José Jaramillo


Esta Colombia que amamos, “como lengua mortal decir no pudo”, según la expresión lastimera de un soneto de don Miguel Antonio Caro, que a los viejos nos hicieron aprender en la escuela, tiene, como uno de sus encantos, una gama infinita de contrastes. Lo que “otros antropólogos y yo” atribuimos a las características particulares de las regiones, determinadas por la posición geográfica, el clima, las etnias, la educación, los recursos naturales y la economía, como factores más destacados, que producen, obviamente, recursos humanos diversos, que confluyen en la dirigencia política, jurídica y administrativa; y en la “democracia representativa”, que calienta curules en los cuerpos legislativos. De esa miscelánea de características y tendencias surgen las decisiones que orientan y legalizan la vida institucional y comunitaria del país.
Con la independencia surgieron dos tendencias filosóficas para conducir “la nave del Estado”, como solían decir los poetas del canapé republicano, contemporáneos de don Miguel Antonio, que decían las más solemnes simplezas, eso sí, en rima y métrica rigurosas. Esas tendencias eran: la liberal: educadora, laica, librepensadora y controladora de la economía; y la conservadora: tomista, confesional católica, defensora del orden y protectora del capitalismo a ultranza. Nunca, a lo largo de más de doscientos años de vida republicana, liberales y conservadores, cuando llegaron al poder, lograron gobernar bajo el estricto cumplimiento de sus principios, porque los gobiernos se conforman con personas y éstas tienen matices en sus idearios, que provienen de sus orígenes geográficos. Es decir, a la afiliación política partidista de gobernantes, magistrados y parlamentarios, se le impone el temperamento costeño, rolo, paisa, patojo, llanero, pastuso o pingo de los actores. Y para que se cumpla aquello de que “no hay situación, por mala que sea, que no sea susceptible de empeorar”, agréguesele que en la actualidad no hay liberales ni conservadores, sino una multiplicidad de microempresas electorales que revolotean como abejas sobre las mieles de la burocracia y la contratación, apoyadas por empresarios privados, o mafiosos, que buscan, a través de los políticos, fortalecerse económicamente y defender sus intereses.

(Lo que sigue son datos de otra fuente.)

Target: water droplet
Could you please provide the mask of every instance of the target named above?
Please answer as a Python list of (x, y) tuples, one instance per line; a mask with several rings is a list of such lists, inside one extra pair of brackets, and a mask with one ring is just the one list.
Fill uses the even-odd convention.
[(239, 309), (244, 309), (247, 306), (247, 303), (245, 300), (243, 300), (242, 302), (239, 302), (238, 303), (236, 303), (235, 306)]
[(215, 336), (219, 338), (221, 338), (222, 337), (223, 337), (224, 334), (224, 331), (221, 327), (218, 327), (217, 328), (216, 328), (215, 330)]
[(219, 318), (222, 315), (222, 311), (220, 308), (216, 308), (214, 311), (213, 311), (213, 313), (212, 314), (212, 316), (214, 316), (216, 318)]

Lo anterior explica por qué se acabaron los Ferrocarriles Nacionales de Colombia, que exhalaron su último aliento en los piadosos brazos del clientelismo político y el sindicalismo voraz e irracional, asistidos discretamente, tras bambalinas, por los intereses petroleros, los transportadores terrestres de carga y las ensambladoras e importadoras de vehículos. Revivir el sistema férreo, para que funcione al estilo de Europa, que anda sobre rieles para bien de su economía, de la comodidad de los viajeros y del medio ambiente, es otro sueño, que ojalá se pueda disfrutar antes de “(...) morir en ti pobre y desnudo”, como remató su lastimero soneto don Miguel Antonio.